At the beginning, debvm-create shows a list of defaults to set up (Figure 1). Then, apt installs the packages for the VM, and the VM is created (Figure 2). As the command progresses, it periodically summarizes the next operations (Figure 3). How long the process takes depends on the Internet speed and how busy the mirrors used are, but in my experience it is generally less than three minutes.

Figure 1: Upon start-up, debvm-create presents a list of defaults.

Figure 2: After installing packages, debvm-create makes the VM.

Figure 3: As the VM is set up, debvm-create summarizes its actions before executing them.

debvm-run

The easiest place to run a VM is from its directory, specifying its file if necessary. Just as debvm-create is a wrapper for mmdebstrap, so deb-vm-run is a wrapper for the Qemu emulator.

Most of the time, the command can be run without options. The output for the command begins with a summary of its operation (Figure 4), followed by a long list of boot actions (Figure 5), and ends with logging in to the VM (Figure 6).

Figure 4: A summary of debvm-run's boot process.

Figure 5: Boot actions for debvm-run.

Figure 6: Logging in to a VM with debvm-run.

When required, options can be added. When a directory contains multiple VMs, the one to boot must be specified with --image=IMAGE (-i=IMAGE). If a graphical interface is included in the VM, --graphical (-g) opens the VM in a separate window with the mouse enabled. For specific circumstances or hardware, --qemu can be used to add Qemu options, although the most likely ones are available in debvm-create. The debv-run man page suggests that --snapshot=SNAPSHOT can be used to back up the VM. Ordinarily you can log in to a VM with --sshport=SSHPORT (-s SSHPORT) using the hostname 127.0.0.1. If this hostname is not already among your known hosts, you can connect without updating the list with:

ssh -o NoHostAuthenticationForLocalhost=yes
-p $sshport root@127.0.0.1

When you are finished with the VM, simply close the terminal.

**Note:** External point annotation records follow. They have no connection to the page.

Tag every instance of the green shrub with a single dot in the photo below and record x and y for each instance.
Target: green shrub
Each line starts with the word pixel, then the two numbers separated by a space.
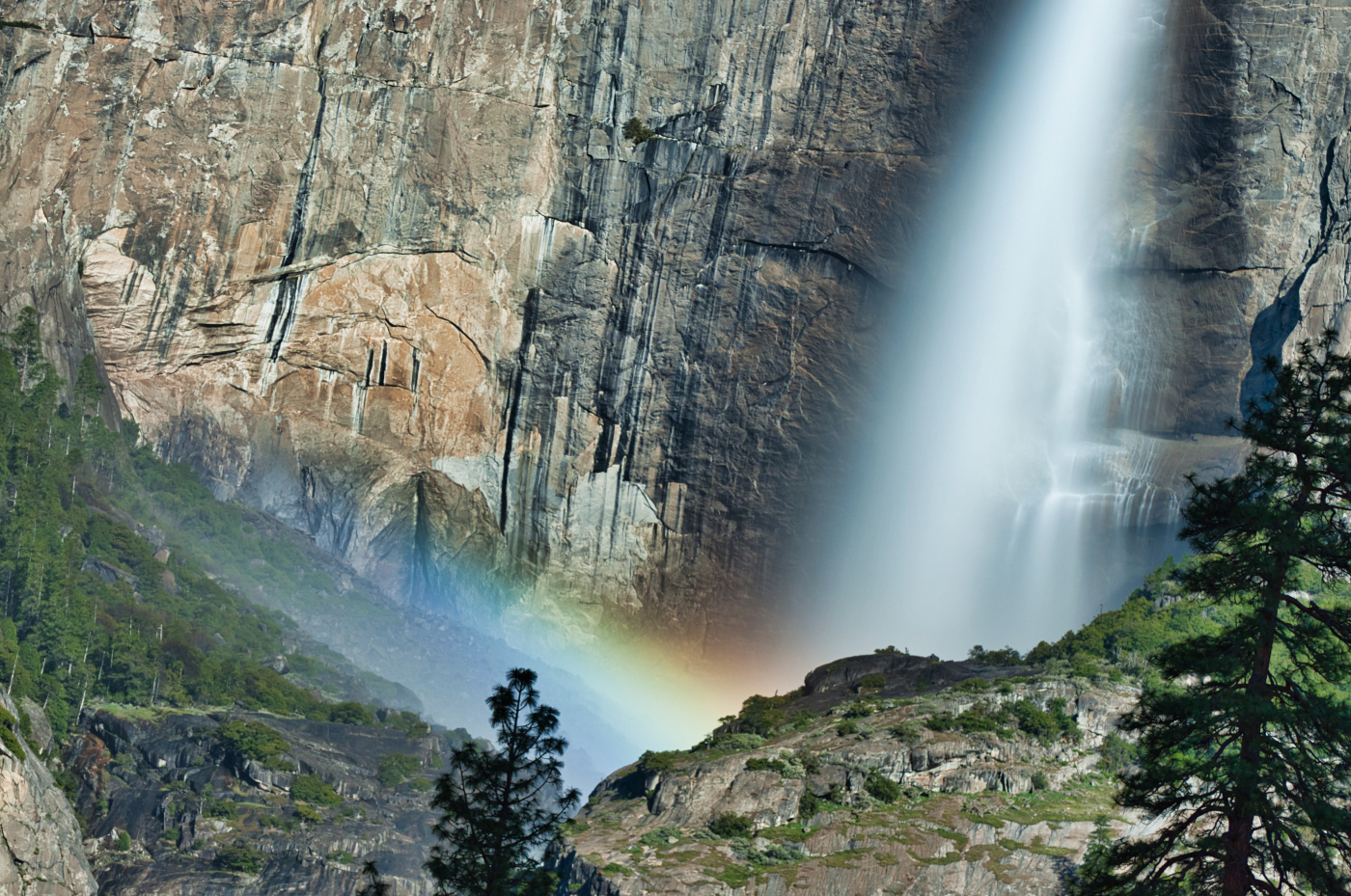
pixel 762 716
pixel 637 131
pixel 1046 725
pixel 350 713
pixel 881 787
pixel 395 768
pixel 975 720
pixel 729 825
pixel 874 682
pixel 253 740
pixel 238 858
pixel 658 763
pixel 220 808
pixel 1117 753
pixel 308 788
pixel 1008 656
pixel 9 737
pixel 659 835
pixel 736 743
pixel 858 710
pixel 307 814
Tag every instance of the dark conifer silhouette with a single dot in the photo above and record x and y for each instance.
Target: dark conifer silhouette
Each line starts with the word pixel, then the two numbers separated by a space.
pixel 1246 747
pixel 500 807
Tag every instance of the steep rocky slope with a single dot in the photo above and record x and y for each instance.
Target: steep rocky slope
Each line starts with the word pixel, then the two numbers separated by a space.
pixel 392 273
pixel 880 792
pixel 199 814
pixel 41 853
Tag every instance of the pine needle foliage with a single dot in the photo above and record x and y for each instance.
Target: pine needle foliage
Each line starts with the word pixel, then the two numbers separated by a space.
pixel 1245 747
pixel 499 807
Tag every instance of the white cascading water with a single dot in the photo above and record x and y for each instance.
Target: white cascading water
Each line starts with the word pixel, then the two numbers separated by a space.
pixel 990 502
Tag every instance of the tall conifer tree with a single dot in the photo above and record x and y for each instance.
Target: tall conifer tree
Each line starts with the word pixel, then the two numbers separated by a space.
pixel 1246 746
pixel 502 805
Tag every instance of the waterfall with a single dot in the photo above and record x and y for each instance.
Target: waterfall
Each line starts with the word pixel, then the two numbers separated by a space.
pixel 999 496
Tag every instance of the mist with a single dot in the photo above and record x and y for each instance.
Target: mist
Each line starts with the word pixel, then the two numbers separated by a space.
pixel 990 501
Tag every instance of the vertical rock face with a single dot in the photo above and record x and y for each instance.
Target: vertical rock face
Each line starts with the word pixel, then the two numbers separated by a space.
pixel 1239 209
pixel 41 853
pixel 392 273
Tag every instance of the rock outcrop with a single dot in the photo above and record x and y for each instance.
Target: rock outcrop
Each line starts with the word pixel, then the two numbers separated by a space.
pixel 394 273
pixel 41 853
pixel 898 803
pixel 189 812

Similarly, you can delete the file.

debvm-waitssh

The debvm-waitssh command is the equivalent of --sshport=SSHPORT (-s SSHPORT). It is used to connect to a VM with an exposed SSH port and no authentication. If only the basic command is entered, it defaults to a timeout of 60 seconds and a hostname of 127.0.0.1 so that only the port (a number between 1 and 655) needs to be entered. For instance:

debvm-waitssh 600

Otherwise, you can use the following structure to enter parameters:

debvm-waitssh -t SECONDS] HOSTNAME:PORT

If the -q option is entered, no message displays when the timeout is reached.